The test runs for levels up to the maximum level that the AI has successfully beaten, or up to a user-selected level.


  • instructions_1.txt
Sally has a marble (marble A) and she puts it in her basket (basket S), then leaves the room. Anne moves marble A from Sally's basket (basket S) to her own basket (basket A).
  • instructions_2.txt
Sally gives a new marble (marble B) to Bob who is outside with her. Bob goes into the room and places marble B into Anne's basket (basket A). Anne tells Bob to tell Sally that he lost the marble b. Bob leaves the room and speaks to Sally about the marble B. Meanwhile, after Bob left the room, Anne moves marble A into the green box, but tells Charlie to tell Sally that marble A is under the sofa.
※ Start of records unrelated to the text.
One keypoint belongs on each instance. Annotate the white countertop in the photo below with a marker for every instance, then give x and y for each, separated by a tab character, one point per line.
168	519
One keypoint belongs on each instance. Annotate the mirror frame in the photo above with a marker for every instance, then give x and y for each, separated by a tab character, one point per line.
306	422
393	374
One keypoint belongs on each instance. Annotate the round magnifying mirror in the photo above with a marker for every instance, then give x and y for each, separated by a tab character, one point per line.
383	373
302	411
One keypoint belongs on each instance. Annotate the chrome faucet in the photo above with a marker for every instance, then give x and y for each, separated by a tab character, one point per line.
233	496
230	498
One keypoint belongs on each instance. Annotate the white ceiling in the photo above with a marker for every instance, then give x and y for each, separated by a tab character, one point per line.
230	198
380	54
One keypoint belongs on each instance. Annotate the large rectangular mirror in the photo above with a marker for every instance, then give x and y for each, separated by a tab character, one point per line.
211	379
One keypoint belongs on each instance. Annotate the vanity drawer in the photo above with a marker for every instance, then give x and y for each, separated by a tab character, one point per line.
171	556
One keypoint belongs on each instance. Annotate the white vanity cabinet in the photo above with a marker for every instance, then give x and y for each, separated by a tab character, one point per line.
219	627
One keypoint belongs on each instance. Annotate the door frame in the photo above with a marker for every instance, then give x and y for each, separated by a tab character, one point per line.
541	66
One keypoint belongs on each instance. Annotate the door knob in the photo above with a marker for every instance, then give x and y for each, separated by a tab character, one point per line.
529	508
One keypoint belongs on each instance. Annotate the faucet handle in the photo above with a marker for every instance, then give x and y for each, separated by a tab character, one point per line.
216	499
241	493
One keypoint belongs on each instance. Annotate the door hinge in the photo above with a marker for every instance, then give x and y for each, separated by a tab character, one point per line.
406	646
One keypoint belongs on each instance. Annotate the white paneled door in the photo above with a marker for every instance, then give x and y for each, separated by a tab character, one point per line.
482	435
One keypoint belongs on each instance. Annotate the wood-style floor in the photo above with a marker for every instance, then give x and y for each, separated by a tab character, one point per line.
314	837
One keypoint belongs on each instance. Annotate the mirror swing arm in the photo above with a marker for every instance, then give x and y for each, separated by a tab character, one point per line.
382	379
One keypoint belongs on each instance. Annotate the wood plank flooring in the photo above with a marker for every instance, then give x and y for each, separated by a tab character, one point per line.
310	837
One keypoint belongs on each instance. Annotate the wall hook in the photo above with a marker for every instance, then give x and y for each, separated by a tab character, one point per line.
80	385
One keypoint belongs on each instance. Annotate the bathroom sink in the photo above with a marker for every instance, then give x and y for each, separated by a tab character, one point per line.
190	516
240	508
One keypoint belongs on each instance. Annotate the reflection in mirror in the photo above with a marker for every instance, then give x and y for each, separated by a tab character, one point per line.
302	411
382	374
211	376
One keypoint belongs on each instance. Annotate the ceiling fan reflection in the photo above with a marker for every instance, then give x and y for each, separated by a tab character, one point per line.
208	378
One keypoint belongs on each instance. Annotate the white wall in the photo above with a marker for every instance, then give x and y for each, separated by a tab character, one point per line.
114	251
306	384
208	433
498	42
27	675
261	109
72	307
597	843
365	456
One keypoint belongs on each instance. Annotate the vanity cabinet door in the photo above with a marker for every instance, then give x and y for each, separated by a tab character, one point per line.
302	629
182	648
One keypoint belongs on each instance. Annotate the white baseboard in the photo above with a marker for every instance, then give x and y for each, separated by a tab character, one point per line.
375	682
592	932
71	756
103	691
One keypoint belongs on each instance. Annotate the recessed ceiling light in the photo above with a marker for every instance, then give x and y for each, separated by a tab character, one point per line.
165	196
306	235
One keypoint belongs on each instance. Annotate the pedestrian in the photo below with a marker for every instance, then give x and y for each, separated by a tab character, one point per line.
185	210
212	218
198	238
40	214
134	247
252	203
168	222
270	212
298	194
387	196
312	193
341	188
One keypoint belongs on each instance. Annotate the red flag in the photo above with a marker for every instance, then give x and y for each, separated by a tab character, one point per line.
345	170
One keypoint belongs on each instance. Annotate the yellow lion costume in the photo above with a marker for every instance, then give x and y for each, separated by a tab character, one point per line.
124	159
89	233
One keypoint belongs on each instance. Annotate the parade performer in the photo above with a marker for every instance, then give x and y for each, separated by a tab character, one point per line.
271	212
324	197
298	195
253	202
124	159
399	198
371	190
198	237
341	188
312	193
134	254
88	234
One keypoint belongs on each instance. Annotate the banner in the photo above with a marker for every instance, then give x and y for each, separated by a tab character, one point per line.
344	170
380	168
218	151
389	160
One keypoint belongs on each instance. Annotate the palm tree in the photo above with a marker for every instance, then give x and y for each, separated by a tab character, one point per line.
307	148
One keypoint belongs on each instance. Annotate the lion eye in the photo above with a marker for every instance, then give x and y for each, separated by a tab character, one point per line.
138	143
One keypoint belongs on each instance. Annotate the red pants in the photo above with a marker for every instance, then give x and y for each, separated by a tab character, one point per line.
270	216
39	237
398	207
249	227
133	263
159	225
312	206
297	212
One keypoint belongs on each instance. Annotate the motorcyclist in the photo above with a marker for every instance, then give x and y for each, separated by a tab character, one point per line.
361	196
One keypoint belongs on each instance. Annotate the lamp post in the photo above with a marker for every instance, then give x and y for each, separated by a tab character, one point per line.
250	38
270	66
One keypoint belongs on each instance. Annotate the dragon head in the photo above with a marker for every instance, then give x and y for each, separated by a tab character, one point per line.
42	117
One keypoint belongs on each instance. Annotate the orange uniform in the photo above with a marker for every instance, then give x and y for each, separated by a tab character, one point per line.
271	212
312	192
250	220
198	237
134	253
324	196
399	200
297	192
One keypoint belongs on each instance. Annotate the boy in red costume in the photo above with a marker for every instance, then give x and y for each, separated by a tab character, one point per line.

Charlie leaves the room and speak to Sally about the marble A as instructed by Anne.

...and so on.

  • instructions_n.txt

The expected believes of every characters are given in a list:

expected_beliefs = {
    1: {
        'Sally': {
            'marble A': 'basket S',
        'Anne': {
            'marble A': 'basket A',
    2: {
        'Sally': {
            'marble A': 'sofa',  # Because Charlie told her
        'Anne': {
            'marble A': 'green box',  # Because she moved it there
            'marble B': 'basket A',  # Because Bob put it there and she was in the room
        'Bob': {
            'B': 'basket A',  # Last place he put it
        'Charlie': {
            'A': 'sofa',  # Because Anne told him to tell Sally so


This test essentially checks if an AI can accurately model and track the beliefs of different characters based on their knowledge of events, which is a critical aspect of understanding and generating human-like narratives. This ability would be beneficial for tasks such as writing stories, dialogue systems, and more.